Program for Jewish Genetic Health
- Formation: 2010
- Type: Non-profit organization
- Purpose: Preventative Health, Ethical Guidance
- Location: New York, New York;
- Region served: United States of America
- Medical Director: Dr. Susan Klugman
- Staff: <10
- Volunteers: 5

= Program for Jewish Genetic Health =

The Program for Jewish Genetic Health is a centralized resource for the Jewish community, addressing all health concerns related to the medical genetics of the Jewish people. The Program's stated mission is to protect the health of the current Jewish community and its future generations. Launched in 2011, the Program for Jewish Genetic Health integrates the social mission they Montefiore Health System with the clinical services, genetic education, and biomedical advances of its medical school, the Albert Einstein College of Medicine.

The Program for Jewish Genetic Health has three main objectives:
1. to provide accessible and affordable options for carrier testing for Jewish genetic diseases
2. to increase awareness and disseminate timely information regarding all aspects of genetic health to lay and professional sectors of the Jewish community
3. to serve as a centralized resource and support center for Jewish genetic health and associated concerns from before birth through old age.

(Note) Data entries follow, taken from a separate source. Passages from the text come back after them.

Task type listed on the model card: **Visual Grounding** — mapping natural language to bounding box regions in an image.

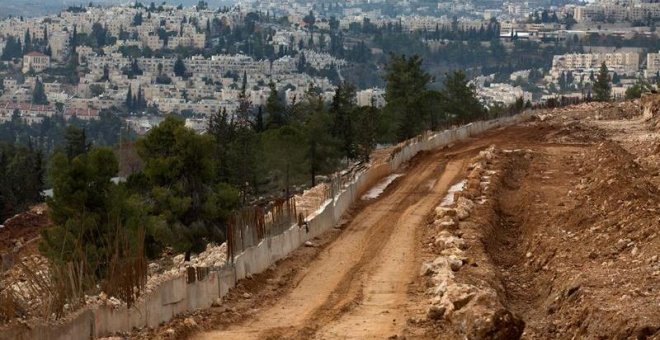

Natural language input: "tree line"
[34,55,500,306]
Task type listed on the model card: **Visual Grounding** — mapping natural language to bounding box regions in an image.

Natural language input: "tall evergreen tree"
[266,81,287,129]
[330,82,356,159]
[32,78,48,105]
[594,62,612,102]
[385,55,431,140]
[126,85,134,110]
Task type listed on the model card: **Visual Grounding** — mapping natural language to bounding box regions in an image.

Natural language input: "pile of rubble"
[420,146,524,339]
[642,95,660,131]
[145,243,227,293]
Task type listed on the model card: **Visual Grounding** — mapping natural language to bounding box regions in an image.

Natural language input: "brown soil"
[131,99,660,339]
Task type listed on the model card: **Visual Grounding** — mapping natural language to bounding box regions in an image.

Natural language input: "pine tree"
[254,105,266,133]
[64,125,91,159]
[330,82,356,159]
[266,81,287,129]
[126,85,134,110]
[594,62,612,102]
[23,28,32,54]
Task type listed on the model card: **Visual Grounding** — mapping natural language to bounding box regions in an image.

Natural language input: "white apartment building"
[645,52,660,78]
[550,52,639,79]
[355,88,386,108]
[23,52,50,73]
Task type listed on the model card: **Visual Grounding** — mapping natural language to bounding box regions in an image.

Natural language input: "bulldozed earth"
[135,97,660,339]
[5,97,660,339]
[134,98,660,339]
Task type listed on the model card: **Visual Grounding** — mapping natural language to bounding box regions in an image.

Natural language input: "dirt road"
[196,145,472,339]
[142,104,660,339]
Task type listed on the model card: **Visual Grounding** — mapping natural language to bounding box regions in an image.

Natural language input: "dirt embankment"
[116,103,660,339]
[413,112,660,339]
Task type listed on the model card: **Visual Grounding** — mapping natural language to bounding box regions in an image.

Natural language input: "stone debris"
[420,146,526,339]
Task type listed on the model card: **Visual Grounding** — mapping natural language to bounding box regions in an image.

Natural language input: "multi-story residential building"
[645,52,660,78]
[23,52,50,73]
[573,1,660,22]
[48,31,70,62]
[550,52,639,79]
[356,88,386,108]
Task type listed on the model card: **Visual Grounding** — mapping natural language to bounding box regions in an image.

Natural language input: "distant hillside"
[0,0,234,19]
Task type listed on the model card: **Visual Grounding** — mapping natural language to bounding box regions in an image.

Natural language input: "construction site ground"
[125,104,660,339]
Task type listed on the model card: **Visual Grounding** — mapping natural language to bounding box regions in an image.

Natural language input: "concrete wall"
[0,114,528,340]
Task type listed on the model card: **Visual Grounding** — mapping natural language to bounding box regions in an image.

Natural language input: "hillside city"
[0,1,660,132]
[0,0,660,340]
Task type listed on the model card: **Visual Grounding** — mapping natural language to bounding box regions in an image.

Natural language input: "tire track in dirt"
[195,152,470,339]
[316,159,465,339]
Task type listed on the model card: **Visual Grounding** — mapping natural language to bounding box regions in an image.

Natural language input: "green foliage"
[442,71,485,123]
[266,81,287,129]
[32,79,48,105]
[626,78,652,100]
[385,55,431,140]
[594,62,612,102]
[136,117,238,254]
[0,143,45,223]
[262,125,306,197]
[0,36,23,61]
[39,144,158,291]
[330,83,356,159]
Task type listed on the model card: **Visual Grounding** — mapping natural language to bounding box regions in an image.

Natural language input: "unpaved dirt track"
[195,147,465,339]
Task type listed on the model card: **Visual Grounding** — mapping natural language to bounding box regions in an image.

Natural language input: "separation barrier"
[0,112,530,340]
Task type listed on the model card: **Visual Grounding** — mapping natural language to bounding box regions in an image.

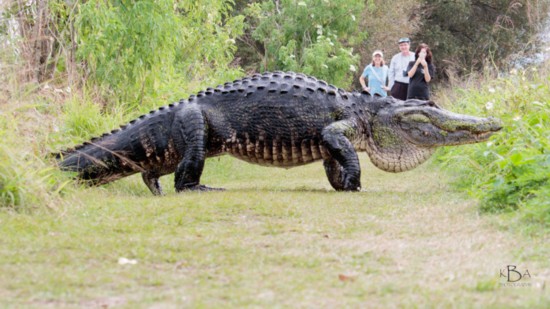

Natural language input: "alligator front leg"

==Carrier testing for Jewish genetic diseases==
About one in four Ashkenazi Jews carries a genetic alteration associated with a recessive "Jewish genetic disease." Many of these diseases have the potential to be severely debilitating and even fatal. A child must inherit altered genes for a given disease from both parents to have the disease. Genetic testing can identify individuals who themselves are asymptomatic carriers, but whose children may be at risk. Community-based screening for Tay–Sachs disease is considered by many to be one of the most successful public health initiatives in medical history. Although this has resulted in a near eradication of the disease from the Jewish population, the disease-causing genetic alterations still are present, and screening still is necessary in every generation.

Carrier screening for many Jewish genetic disorders has become standard of care. As technology advances, so does the number of disorders for which screening is available. In addition, studies suggest that consumers desire more reproductive genetic testing, particularly for diseases that will result in death by the age of 5.

In the traditional medical model, screening for Jewish genetic diseases usually is recommended by a woman's obstetrician/gynecologist once the woman is contemplating pregnancy or already pregnant. As an alternative model, community-based carrier screening programs have been established nationwide. In addition to spreading further awareness about genetic health issues, screening programs allow for carriers to be identified prior to pregnancy, and even prior to picking a future marriage partner. This enables them to have the largest number of options when considering their future families. Since health insurance policies do not universally cover the complete cost of this genetic testing, many screening programs rely on philanthropic dollars to ensure that no one is turned away due to financial barriers.

The Program for Jewish Genetic Health works with the Division of Reproductive Genetics at Montefiore Medical Center to screen individuals of child-bearing age in the New York metropolitan area. Screening appointments at Montefiore, which include private genetic counseling sessions, are open to the community, and subsidies are provided to those who are uninsured or under-insured.

==Increasing awareness==

The Program for Jewish Genetic Health offers educational programs – both live and online – to various sectors of the community to educate them on Jewish genetic health issues, including the Ashkenazi Jewish link to breast and ovarian cancer, Parkinson's disease, and prostate cancer, as well as alternative family planning options such as pre-implantation genetic diagnosis.

In May 2013, the program launched the MyJewishGeneticHealth.com Online Educational Series to provide the Jewish community with effective and accessible learning via online webinars and supplemental materials. MyJewishGeneticHealth.com is composed of individual "lessons," based on their current relevance to Jewish genetic health issues, from diseases and conditions to related treatments and ethical issues.

Program leaders also present symposia to rabbis and other Jewish leaders to provide guidance on how genetics relates to engagement and marriage and how leadership can counsel congregants through potential and actually affected pregnancies, as well as to provide applicable referrals if necessary.

==Centralized resource==
The Program for Jewish Genetic Health provides a place for Jews to be able to access resources relevant to Jewish genetic health issues and solutions, from clinical programs to support groups to educational material. The program staff consists of board-certified obstetricians and gynecologists, geneticists and genetic counselors who can provide guidance and answer questions about the relationship between once's Ashkenazi Jewish heritage and a host of medical conditions.